Why Do We Sweat?
Human beings have two different types of sweat glands: apocrine and eccrine. “The eccrine glands regulate the temperature of the body,” says Dr. Adam Mamelak, board certified dermatologist in Austin, Texas. “When the temperature rises, the eccrine glands are stimulated to release sweat, which consists of sodium, water and other things that help cool the body.” In addition to being stimulated by temperature, the apocrine glands, which are found primarily in the groin and underarm areas, are also triggered by fluctuating hormones, stress or anxiety, even more if you’re a male, as you have different hormones as testosterone as well. And as men get older, their testosterone levels start to drop. Some men will take testosterone supplements like T-Hero to boost their natural testosterone levels.
Raise A Stink?
The odor produced by sweat is produced by a bacteria that comes from the apocrine glands, which explains why people only use deodorant under their arms, instead of over their entire bodies.
Buckets and Bullets
On average, human beings have from two to four million sweat glands in all. The amount of sweat produced by each of these glands is determined by such environmental factors like temperature, age, genetics, gender and/or one’s level of fitness. “Two main contributors to the rate a person sweats are weight and level of fitness,” says Dr.
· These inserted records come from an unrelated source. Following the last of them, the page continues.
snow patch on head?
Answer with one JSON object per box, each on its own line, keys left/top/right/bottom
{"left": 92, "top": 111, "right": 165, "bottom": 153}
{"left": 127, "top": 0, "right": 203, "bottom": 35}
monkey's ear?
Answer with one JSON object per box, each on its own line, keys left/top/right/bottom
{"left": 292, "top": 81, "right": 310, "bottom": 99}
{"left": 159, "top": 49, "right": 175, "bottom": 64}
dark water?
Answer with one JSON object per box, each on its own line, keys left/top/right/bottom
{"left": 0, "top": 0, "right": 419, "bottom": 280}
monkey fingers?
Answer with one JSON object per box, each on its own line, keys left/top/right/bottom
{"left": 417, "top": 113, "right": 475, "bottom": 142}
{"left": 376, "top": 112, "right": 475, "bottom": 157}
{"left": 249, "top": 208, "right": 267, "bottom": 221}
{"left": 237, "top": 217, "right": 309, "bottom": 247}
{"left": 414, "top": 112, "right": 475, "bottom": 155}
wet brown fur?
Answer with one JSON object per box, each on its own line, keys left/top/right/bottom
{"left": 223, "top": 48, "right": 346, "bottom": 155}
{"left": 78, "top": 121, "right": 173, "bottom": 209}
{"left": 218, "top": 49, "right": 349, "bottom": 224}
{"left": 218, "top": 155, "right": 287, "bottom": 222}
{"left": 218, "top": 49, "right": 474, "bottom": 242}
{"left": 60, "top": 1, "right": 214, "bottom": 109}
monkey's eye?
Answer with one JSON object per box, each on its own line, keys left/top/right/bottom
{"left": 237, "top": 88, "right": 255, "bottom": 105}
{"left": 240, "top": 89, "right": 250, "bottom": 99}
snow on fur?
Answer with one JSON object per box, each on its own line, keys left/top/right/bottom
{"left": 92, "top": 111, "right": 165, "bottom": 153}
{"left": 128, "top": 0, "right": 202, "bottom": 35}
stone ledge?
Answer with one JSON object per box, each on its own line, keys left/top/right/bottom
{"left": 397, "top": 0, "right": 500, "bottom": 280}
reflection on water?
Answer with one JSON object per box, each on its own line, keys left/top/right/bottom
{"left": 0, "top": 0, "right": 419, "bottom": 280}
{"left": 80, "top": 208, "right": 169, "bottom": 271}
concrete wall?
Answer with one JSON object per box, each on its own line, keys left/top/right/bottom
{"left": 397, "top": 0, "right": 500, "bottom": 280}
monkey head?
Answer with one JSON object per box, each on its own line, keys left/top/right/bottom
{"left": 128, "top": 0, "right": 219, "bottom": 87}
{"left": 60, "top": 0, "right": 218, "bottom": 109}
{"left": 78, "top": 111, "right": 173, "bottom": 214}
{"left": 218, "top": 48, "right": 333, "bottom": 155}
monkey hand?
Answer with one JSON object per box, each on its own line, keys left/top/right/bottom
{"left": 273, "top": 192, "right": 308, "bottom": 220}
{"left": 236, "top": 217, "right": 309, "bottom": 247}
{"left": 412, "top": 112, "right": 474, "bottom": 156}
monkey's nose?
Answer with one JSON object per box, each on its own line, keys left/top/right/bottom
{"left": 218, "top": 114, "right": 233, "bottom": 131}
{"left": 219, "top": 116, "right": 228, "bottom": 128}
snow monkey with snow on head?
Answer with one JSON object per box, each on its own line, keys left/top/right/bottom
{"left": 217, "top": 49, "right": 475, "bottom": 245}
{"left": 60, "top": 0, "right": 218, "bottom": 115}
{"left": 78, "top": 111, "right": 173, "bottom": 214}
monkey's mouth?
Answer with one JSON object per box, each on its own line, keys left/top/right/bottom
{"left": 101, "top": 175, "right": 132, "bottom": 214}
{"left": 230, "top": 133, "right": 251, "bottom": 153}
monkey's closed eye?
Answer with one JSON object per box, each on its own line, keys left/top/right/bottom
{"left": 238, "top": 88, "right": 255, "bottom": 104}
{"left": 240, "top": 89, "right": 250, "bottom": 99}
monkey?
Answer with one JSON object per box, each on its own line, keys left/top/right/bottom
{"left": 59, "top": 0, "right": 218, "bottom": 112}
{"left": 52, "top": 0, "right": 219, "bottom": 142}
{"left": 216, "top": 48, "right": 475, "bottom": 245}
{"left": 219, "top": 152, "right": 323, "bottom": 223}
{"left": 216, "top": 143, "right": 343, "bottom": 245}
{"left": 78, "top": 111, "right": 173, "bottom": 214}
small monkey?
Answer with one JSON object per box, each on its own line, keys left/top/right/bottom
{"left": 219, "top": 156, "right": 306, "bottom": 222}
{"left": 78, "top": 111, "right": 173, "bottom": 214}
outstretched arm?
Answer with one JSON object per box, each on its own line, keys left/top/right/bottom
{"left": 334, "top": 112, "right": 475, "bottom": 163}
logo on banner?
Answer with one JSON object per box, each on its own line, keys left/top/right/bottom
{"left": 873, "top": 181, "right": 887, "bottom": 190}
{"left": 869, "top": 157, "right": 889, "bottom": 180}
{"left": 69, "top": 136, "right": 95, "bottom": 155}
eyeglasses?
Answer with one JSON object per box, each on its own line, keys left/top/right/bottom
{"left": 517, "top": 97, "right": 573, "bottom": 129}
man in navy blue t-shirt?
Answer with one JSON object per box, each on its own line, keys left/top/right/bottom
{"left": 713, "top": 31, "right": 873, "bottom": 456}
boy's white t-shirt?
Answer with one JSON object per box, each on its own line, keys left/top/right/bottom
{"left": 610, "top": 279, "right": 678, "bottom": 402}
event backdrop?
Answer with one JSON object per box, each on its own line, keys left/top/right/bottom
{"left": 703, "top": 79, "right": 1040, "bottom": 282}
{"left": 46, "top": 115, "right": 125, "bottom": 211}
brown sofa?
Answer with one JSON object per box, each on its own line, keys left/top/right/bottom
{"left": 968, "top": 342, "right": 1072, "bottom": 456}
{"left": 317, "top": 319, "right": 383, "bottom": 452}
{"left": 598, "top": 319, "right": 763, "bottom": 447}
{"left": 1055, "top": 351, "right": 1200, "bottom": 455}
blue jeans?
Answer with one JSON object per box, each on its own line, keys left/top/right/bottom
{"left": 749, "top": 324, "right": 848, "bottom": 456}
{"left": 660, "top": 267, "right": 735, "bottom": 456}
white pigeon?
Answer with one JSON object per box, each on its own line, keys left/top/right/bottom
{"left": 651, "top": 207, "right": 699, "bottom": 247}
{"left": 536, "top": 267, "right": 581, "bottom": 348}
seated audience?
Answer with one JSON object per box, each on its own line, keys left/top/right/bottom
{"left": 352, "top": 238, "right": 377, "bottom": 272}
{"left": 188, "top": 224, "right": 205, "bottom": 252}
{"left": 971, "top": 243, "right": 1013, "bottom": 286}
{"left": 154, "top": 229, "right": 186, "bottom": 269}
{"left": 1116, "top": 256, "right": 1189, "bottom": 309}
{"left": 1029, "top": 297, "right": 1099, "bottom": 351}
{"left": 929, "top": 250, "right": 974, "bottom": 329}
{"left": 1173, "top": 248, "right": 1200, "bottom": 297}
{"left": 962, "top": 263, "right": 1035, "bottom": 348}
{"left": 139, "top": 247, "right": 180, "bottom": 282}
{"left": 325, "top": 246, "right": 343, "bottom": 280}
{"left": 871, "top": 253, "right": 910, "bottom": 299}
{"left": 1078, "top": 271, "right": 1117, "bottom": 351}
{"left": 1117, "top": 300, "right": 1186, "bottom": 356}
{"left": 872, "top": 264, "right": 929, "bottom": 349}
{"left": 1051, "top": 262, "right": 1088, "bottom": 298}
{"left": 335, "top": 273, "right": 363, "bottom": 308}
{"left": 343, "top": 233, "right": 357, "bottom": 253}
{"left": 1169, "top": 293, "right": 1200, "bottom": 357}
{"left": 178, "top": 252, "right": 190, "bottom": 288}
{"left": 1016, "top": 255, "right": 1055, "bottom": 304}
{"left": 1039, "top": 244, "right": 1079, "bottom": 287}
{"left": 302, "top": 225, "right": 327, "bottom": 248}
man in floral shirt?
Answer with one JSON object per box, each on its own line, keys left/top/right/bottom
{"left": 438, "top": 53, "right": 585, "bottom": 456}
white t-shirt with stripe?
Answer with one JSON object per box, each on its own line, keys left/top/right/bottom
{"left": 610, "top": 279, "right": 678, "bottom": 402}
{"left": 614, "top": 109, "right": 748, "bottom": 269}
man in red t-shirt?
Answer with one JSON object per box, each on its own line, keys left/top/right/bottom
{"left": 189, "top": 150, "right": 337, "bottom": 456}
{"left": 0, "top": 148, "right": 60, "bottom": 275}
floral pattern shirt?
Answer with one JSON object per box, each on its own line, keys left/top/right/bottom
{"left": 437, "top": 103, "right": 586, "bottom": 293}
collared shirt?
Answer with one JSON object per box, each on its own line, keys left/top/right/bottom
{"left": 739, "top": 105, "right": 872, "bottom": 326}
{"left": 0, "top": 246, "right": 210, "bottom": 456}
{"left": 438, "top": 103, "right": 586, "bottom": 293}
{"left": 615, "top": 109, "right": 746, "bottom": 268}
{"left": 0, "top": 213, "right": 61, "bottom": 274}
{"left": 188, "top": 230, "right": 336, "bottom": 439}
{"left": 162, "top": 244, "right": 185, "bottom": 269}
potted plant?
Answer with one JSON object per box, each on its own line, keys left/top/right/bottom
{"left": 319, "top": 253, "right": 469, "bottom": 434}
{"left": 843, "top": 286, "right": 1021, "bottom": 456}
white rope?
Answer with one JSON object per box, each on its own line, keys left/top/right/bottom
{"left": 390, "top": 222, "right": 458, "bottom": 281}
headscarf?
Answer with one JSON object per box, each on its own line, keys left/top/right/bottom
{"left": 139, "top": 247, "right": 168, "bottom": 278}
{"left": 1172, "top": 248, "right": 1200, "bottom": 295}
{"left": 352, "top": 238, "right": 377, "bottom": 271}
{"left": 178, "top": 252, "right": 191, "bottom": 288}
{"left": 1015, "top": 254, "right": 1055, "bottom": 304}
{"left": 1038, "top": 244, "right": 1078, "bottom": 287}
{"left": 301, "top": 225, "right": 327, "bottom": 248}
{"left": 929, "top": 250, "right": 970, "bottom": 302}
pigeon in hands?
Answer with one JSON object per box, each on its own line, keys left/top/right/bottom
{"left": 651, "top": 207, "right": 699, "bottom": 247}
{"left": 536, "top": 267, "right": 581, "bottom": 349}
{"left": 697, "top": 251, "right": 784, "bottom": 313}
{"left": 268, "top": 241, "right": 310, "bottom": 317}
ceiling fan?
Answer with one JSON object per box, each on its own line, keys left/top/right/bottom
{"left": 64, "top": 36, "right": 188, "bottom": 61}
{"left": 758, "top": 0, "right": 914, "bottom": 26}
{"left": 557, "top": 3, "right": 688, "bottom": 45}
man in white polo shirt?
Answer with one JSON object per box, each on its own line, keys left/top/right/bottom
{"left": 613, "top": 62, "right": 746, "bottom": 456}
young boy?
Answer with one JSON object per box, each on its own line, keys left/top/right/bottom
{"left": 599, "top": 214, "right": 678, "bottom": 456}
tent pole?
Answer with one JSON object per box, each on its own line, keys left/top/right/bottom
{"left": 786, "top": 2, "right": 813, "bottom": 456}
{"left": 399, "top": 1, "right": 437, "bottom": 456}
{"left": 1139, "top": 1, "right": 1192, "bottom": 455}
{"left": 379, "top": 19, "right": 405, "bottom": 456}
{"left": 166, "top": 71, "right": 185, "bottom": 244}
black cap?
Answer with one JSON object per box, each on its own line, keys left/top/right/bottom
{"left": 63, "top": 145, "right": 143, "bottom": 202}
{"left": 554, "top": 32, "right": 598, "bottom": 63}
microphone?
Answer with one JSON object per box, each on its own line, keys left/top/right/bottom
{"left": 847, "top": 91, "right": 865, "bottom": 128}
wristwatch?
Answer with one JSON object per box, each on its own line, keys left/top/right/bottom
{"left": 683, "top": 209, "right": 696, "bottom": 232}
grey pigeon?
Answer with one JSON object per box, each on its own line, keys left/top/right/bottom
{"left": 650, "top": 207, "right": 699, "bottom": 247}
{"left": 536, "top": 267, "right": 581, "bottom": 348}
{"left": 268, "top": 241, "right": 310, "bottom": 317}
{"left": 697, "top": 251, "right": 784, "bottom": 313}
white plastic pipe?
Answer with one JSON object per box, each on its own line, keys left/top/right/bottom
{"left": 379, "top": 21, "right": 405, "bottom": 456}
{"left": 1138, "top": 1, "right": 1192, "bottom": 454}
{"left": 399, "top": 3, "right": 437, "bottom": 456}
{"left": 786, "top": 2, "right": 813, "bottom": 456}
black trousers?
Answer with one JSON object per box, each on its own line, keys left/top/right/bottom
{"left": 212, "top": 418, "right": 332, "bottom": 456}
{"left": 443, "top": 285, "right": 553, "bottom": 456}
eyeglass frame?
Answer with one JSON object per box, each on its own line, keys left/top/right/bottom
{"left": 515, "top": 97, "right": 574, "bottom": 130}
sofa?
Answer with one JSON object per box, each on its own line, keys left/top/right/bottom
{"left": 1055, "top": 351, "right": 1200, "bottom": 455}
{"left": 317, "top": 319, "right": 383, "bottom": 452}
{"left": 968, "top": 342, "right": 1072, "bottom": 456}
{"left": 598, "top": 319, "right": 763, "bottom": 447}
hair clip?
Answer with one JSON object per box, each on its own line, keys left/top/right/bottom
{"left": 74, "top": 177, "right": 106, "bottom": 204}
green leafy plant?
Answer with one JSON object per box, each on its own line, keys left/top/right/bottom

Mamelak. The more a person weighs, the higher the rate of sweating, as there are many exercise people do, and there are also other trainings people can do, so learn how to go otter mode with the Skinny Yoked how-to-guide here. “This is due to the fact that there is more body mass to cool, and because the heavier a person is, the more energy it takes to function.”
Don’t Let Them See You Sweat
Although considered a physiologic response, many patients can sweat excessively, or are looking to conceal embarrassing sweat stains on their clothes. “It’s a social distraction, to say the least,” says Dr. Mamelak. “Sweating can interfere with our professional lives and interpersonal relationships.” These approaches can help keep you dry when things get heated:
Stay properly hydrated
Robinul anticholenergic medication
Botox for excessive sweating
What is a MiraDry?
This safe, non-invasive clinical procedure carefully heats and eliminates sweat and odor glands in the armpits using controlled electromagnetic energy. Since these glands do not regenerate, the procedure results in a lasting, almost immediate reduction of underarm sweating. The procedure has been approved by the FDA.